Condor Tutorial

Clarification: If you are not in one of the Nevis particle-physics groups, the following instructions won’t work as-is. However, if you’re trying to come up with an initial set of a condor command file (a .cmd file), a shell script (a .sh file)1, and a program (here a .py file), then going over these instructions will still be useful on other condor-based batch farms.

Login to your file server

For the purposes of illustration, I’m going to assume that your file server is olga (a machine name that does not exist for the Nevis particle-physics systems), and that your Nevis account name is $USER (a variable that’s automatically assigned in most UNIX-related operating systems).
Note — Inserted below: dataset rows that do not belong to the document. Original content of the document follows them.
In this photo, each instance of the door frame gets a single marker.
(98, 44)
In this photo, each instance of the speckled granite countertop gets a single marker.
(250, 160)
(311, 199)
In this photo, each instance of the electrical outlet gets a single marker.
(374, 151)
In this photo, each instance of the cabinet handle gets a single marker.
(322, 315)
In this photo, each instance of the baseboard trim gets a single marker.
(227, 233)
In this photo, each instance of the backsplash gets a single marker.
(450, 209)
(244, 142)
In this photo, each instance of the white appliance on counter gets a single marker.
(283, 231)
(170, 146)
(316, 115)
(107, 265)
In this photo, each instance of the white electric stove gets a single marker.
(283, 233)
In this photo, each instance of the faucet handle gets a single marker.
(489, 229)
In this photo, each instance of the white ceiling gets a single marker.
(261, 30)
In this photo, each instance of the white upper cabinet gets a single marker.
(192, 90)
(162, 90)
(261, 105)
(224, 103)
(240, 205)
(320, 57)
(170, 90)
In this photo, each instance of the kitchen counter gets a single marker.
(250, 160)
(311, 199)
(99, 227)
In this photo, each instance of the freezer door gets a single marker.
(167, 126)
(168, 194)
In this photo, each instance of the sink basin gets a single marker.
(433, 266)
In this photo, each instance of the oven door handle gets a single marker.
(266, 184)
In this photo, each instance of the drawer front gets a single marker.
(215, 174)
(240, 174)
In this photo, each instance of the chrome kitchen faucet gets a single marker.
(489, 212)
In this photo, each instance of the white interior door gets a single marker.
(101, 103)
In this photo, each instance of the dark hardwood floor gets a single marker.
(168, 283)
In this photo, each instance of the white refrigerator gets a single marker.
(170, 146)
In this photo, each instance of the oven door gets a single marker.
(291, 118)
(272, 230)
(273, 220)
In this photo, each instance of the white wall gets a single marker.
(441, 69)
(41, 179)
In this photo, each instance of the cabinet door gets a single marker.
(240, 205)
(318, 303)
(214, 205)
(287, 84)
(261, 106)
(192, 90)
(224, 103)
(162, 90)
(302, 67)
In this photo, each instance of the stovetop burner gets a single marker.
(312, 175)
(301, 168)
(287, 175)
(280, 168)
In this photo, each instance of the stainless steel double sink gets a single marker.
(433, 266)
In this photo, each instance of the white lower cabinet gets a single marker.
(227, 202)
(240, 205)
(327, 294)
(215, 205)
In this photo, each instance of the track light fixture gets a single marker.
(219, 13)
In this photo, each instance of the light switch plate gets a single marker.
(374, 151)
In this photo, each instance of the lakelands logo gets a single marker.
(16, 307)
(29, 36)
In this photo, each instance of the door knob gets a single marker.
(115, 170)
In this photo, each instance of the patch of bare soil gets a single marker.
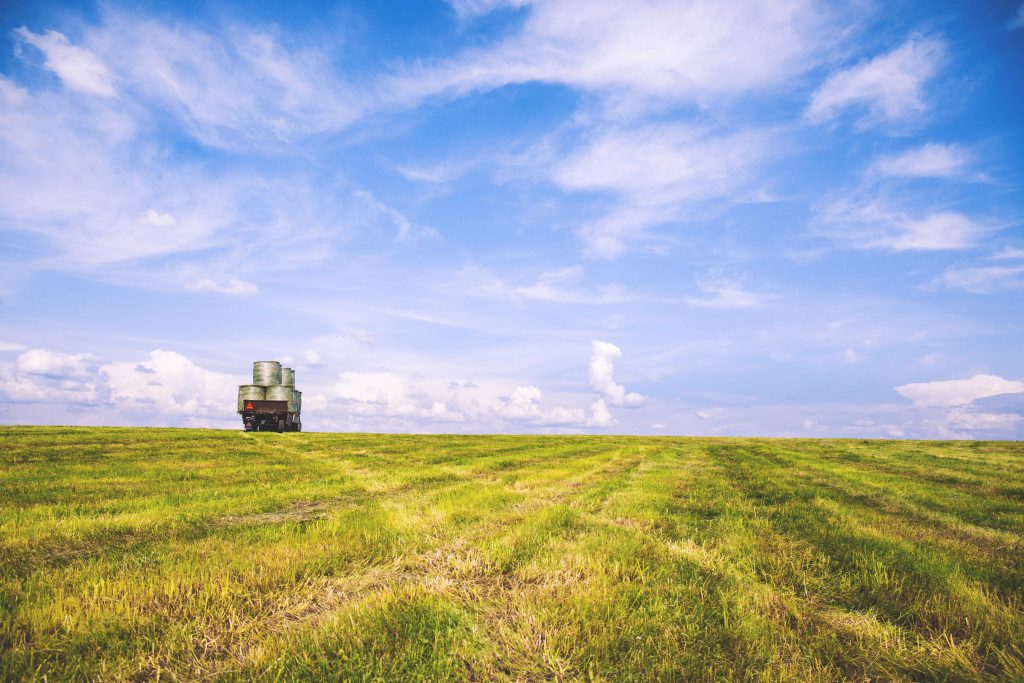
(299, 511)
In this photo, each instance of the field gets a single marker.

> ssh $USER@olga.nevis.columbia.edu

Create a directory on your file server

Disks are divided into partitions, and directories are created within partitions. All the Nevis systems have a /data partition. Let’s go there, create our test directory, and go into the new directory:

> cd /nevis/olga/data
> mkdir $USER
> cd $USER

Copy the files used in this tutorial

> cp ~seligman/root-class/condor-example.* $PWD

For a list of files you’ve copied:

> ls -lh

Look at the files

As noted before, typically condor jobs require at least three files: the condor command file, a shell script executed by the command file, and a program executed by the shell script. Take a look at these files and read the comments:

> less condor-example.cmd
> less condor-example.sh
> less condor-example.py

The command file (the .cmd file) submits the shell script to be executed on some machine in the condor pool. The shell script (the .sh file) sets up the environment for the program to execute. The program (here a .py file), when it executes, writes an output file. That output file is copied by condor to the directory from which you originally executed condor_submit.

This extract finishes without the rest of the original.